Kendilerine yakın bir vakıf yurdunda kendilerine emanet edilmiş çocuklar vakıf personelinin ''tecavüz''üne uğruyor; en yetkili bakanı tarafından olaya bakılmayıp ''bir defalık'' deniliyor … Bir ‘’külliye’’ diyorlar, bir kelime ile bin odalı bir israf sarayının üzeri örtülüyor… Keza bir ‘’istikşaf’’ kelimesi deniliyor, sonuçları beğenilmeyen bir seçim yineleniyor… Yurdun âli menfaatleri için Montrö konulu, aslı ‘’duyuru’ olan bir açıklama ‘’bildiri’’ diye servis edilip ‘’darbe’’ iması yaratılıyor… Saymakla bitmiyor…
Oltaya takılan kelimeler…
‘’Olta’’; balık avlamakta kullanılan, istenilen uzunlukta bir misinanın ucuna takılı, özel olarak bu iş için yapılmış çengelli iğnenin adı oluyor… Oltaya bir yem koyuyorsunuz, balık geliyor bu yemi yiyeceğim derken çengele takılıyor, av oluyor…

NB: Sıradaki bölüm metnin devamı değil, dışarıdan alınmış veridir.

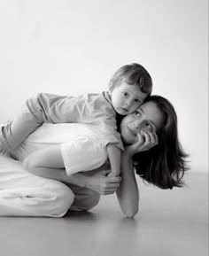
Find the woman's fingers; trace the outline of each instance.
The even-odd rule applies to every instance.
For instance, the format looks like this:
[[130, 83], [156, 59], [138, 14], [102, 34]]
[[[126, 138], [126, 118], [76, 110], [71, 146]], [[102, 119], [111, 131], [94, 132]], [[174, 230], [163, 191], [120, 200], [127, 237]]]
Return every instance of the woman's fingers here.
[[144, 143], [142, 148], [143, 151], [147, 151], [158, 144], [158, 136], [156, 135], [156, 133], [144, 132], [143, 136]]

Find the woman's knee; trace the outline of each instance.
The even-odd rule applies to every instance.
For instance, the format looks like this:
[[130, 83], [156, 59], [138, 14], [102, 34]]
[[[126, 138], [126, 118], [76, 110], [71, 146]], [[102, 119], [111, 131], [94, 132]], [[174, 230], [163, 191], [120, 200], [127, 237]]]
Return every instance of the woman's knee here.
[[55, 190], [53, 215], [55, 215], [55, 217], [62, 217], [73, 205], [74, 194], [67, 186], [61, 182], [55, 188]]

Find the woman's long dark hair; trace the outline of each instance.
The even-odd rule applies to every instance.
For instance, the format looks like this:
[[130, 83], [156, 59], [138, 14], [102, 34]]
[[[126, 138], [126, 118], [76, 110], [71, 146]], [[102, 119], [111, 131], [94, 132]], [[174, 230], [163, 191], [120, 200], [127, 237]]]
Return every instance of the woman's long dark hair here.
[[151, 96], [151, 101], [163, 113], [165, 122], [157, 132], [159, 144], [149, 151], [134, 155], [134, 167], [145, 182], [161, 189], [182, 187], [182, 177], [188, 169], [186, 158], [178, 139], [177, 116], [172, 104], [159, 96]]

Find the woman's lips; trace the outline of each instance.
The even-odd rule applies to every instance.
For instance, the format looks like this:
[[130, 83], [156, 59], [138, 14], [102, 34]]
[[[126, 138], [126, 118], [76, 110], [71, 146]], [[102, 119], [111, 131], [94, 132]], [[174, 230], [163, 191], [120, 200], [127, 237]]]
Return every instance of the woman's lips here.
[[136, 136], [136, 134], [130, 128], [128, 127], [128, 128], [134, 136]]

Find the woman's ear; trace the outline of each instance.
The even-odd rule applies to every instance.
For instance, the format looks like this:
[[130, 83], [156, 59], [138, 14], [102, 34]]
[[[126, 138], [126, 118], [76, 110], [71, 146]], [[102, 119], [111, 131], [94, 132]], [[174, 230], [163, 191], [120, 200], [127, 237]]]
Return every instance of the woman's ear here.
[[113, 82], [112, 81], [110, 81], [109, 82], [109, 93], [112, 94], [113, 89]]

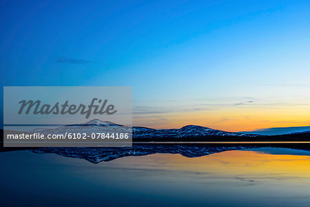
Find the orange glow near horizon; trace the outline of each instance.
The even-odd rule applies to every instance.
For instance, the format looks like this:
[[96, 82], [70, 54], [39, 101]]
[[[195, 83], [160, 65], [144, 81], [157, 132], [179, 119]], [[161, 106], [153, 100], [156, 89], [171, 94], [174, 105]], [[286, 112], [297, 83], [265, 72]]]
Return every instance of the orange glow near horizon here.
[[154, 117], [134, 119], [134, 124], [154, 128], [179, 128], [186, 125], [199, 125], [230, 132], [310, 126], [310, 110], [307, 106], [278, 108], [234, 108], [167, 113], [160, 119]]

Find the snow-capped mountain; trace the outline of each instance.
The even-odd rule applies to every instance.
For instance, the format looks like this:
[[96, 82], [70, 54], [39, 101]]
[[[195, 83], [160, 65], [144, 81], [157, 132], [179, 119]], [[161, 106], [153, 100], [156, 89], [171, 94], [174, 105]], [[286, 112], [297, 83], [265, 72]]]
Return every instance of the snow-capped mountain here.
[[68, 133], [129, 133], [132, 134], [132, 128], [116, 124], [110, 121], [94, 119], [85, 124], [65, 125], [56, 128], [37, 128], [33, 132], [41, 134], [65, 134]]
[[[94, 119], [84, 124], [65, 125], [56, 128], [37, 128], [34, 132], [64, 134], [65, 132], [132, 132], [132, 128], [116, 124], [110, 121]], [[179, 129], [156, 130], [145, 127], [132, 127], [132, 137], [139, 139], [156, 138], [184, 138], [203, 137], [209, 136], [235, 136], [256, 137], [257, 135], [247, 135], [238, 132], [229, 132], [214, 130], [207, 127], [188, 125]]]
[[[56, 128], [37, 128], [34, 132], [64, 134], [65, 132], [132, 132], [132, 128], [116, 124], [110, 121], [103, 121], [94, 119], [84, 124], [71, 124]], [[209, 136], [235, 136], [235, 137], [256, 137], [256, 135], [246, 135], [237, 132], [229, 132], [214, 130], [207, 127], [188, 125], [179, 129], [156, 130], [145, 127], [132, 127], [132, 137], [139, 139], [156, 138], [184, 138], [204, 137]]]
[[188, 125], [179, 129], [156, 130], [145, 127], [134, 127], [133, 135], [138, 138], [168, 138], [168, 137], [197, 137], [208, 136], [256, 136], [256, 135], [246, 135], [242, 133], [228, 132], [207, 127]]

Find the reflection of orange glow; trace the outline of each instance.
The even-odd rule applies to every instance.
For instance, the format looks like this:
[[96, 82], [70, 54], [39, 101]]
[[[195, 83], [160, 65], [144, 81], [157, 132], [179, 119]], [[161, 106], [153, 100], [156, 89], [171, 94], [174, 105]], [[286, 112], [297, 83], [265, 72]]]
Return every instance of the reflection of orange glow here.
[[[156, 154], [116, 160], [132, 167], [149, 164], [172, 171], [197, 172], [208, 177], [247, 177], [258, 179], [294, 178], [310, 182], [310, 156], [269, 155], [232, 150], [207, 156], [185, 158], [180, 155]], [[306, 180], [305, 180], [306, 179]], [[310, 184], [310, 183], [309, 183]]]
[[[155, 116], [156, 117], [156, 116]], [[236, 132], [273, 127], [310, 126], [309, 107], [234, 108], [208, 111], [167, 113], [158, 117], [134, 119], [135, 125], [155, 128], [180, 128], [188, 124]]]

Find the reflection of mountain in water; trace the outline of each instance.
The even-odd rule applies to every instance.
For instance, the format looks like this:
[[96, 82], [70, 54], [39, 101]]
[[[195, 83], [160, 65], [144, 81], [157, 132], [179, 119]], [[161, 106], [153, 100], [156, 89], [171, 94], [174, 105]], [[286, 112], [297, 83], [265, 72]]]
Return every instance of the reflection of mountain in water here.
[[[249, 148], [249, 147], [247, 147]], [[180, 154], [197, 157], [226, 150], [244, 149], [244, 146], [214, 146], [179, 144], [134, 145], [132, 148], [42, 148], [31, 150], [35, 153], [56, 153], [60, 155], [85, 159], [97, 164], [127, 156], [142, 156], [155, 153]]]

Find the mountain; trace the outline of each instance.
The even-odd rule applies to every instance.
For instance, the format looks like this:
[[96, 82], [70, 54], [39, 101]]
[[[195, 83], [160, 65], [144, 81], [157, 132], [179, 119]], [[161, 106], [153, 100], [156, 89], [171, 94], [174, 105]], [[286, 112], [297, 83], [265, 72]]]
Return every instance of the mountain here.
[[[94, 119], [85, 124], [71, 124], [56, 128], [37, 128], [34, 132], [57, 133], [65, 132], [130, 132], [131, 128], [116, 124], [110, 121], [103, 121]], [[256, 137], [256, 135], [246, 135], [242, 133], [229, 132], [214, 130], [207, 127], [188, 125], [179, 129], [156, 130], [145, 127], [132, 127], [132, 137], [136, 140], [141, 139], [162, 139], [178, 138], [198, 138], [209, 137]]]
[[116, 124], [111, 121], [103, 121], [94, 119], [84, 124], [65, 125], [56, 128], [36, 128], [33, 132], [41, 134], [65, 134], [68, 133], [131, 133], [130, 127]]
[[136, 139], [142, 139], [145, 137], [184, 138], [184, 137], [201, 137], [209, 136], [256, 137], [257, 135], [229, 132], [200, 126], [187, 125], [179, 129], [163, 129], [163, 130], [156, 130], [145, 127], [134, 127], [133, 136], [134, 136], [133, 137]]

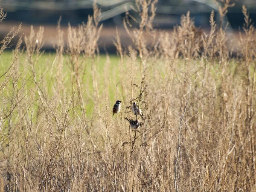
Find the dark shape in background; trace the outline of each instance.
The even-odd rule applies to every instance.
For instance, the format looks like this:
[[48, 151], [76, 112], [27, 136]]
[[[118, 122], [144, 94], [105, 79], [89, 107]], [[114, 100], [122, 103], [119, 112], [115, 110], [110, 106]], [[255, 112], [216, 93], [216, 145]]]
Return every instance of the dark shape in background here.
[[[230, 9], [225, 18], [229, 23], [230, 32], [236, 33], [239, 26], [242, 26], [244, 17], [241, 12], [242, 3], [248, 8], [250, 17], [256, 20], [256, 2], [253, 0], [236, 1], [235, 7]], [[40, 25], [45, 27], [45, 45], [46, 49], [52, 49], [56, 37], [57, 22], [61, 16], [61, 24], [66, 31], [69, 23], [77, 26], [86, 23], [88, 16], [93, 14], [93, 0], [1, 0], [0, 5], [7, 16], [3, 23], [0, 24], [0, 39], [2, 39], [13, 26], [23, 23], [25, 35], [29, 34], [31, 25], [37, 28]], [[100, 50], [105, 49], [110, 52], [115, 52], [112, 40], [115, 35], [115, 26], [120, 30], [121, 41], [125, 44], [131, 44], [122, 26], [123, 17], [126, 11], [136, 19], [138, 13], [134, 10], [134, 0], [98, 0], [97, 5], [101, 9], [101, 23], [104, 27], [99, 40]], [[195, 26], [207, 30], [209, 27], [209, 19], [211, 11], [216, 13], [218, 23], [218, 7], [209, 0], [159, 0], [156, 6], [156, 15], [153, 22], [155, 28], [171, 31], [178, 24], [182, 14], [190, 12], [194, 18]], [[134, 25], [136, 23], [133, 22]]]

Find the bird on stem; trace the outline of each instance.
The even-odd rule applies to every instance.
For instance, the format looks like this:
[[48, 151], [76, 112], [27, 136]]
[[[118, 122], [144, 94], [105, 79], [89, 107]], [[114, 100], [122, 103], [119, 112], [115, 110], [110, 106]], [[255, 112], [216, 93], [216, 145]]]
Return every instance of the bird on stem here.
[[121, 101], [117, 100], [116, 102], [116, 104], [114, 105], [113, 107], [113, 115], [112, 116], [114, 116], [114, 114], [118, 113], [120, 112], [120, 110], [121, 110]]
[[126, 117], [125, 117], [125, 119], [129, 122], [130, 123], [130, 126], [131, 128], [133, 129], [137, 129], [140, 128], [140, 122], [138, 120], [133, 120], [128, 119]]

Siyaset sanatında bu oltaya takılan çok kelime bulunuyor. Bu kelimelere en iyi örnek ‘’Orta Asya’’ kavramı oluyor…
Bütün Tarih kitaplarında bugün ‘’Orta Asya’’ diye ifade ettiğimiz bölgenin adı 18’inci yüzyıla kadar ‘’Türkistan’’ olarak biliniyor… ‘’Orta Asya’’ ifadesi İngilizler icat ediyor. Doğrudur, Londra’dan bakarsanız orası Orta Asya oluyor… İngilizlerin ifadesiyle bu bölgeye ‘’Türkistan’’ yerine oltaya takılan kelimeyi alarak, ‘’Orta Asya’’ diyerek, Türk milletinin üç bin yıllık tarihini ve bu bölge ile olan bağı bir kelimeyle silinip atılıyor… Şimdilerde ne Doğu Türkistan’ı bilen kalıyor ne de Batı Türkistan’ı… Bu sözcükleri telaffuz edenlere bile artık Koranavirüslüymüş gibi şüphe ile bakılıyor… ‘’Sincan’’; Çince ‘’yeni fethedilmiş bölge’’ anlamına geliyor… Adamların lisanıyla konuşuyoruz…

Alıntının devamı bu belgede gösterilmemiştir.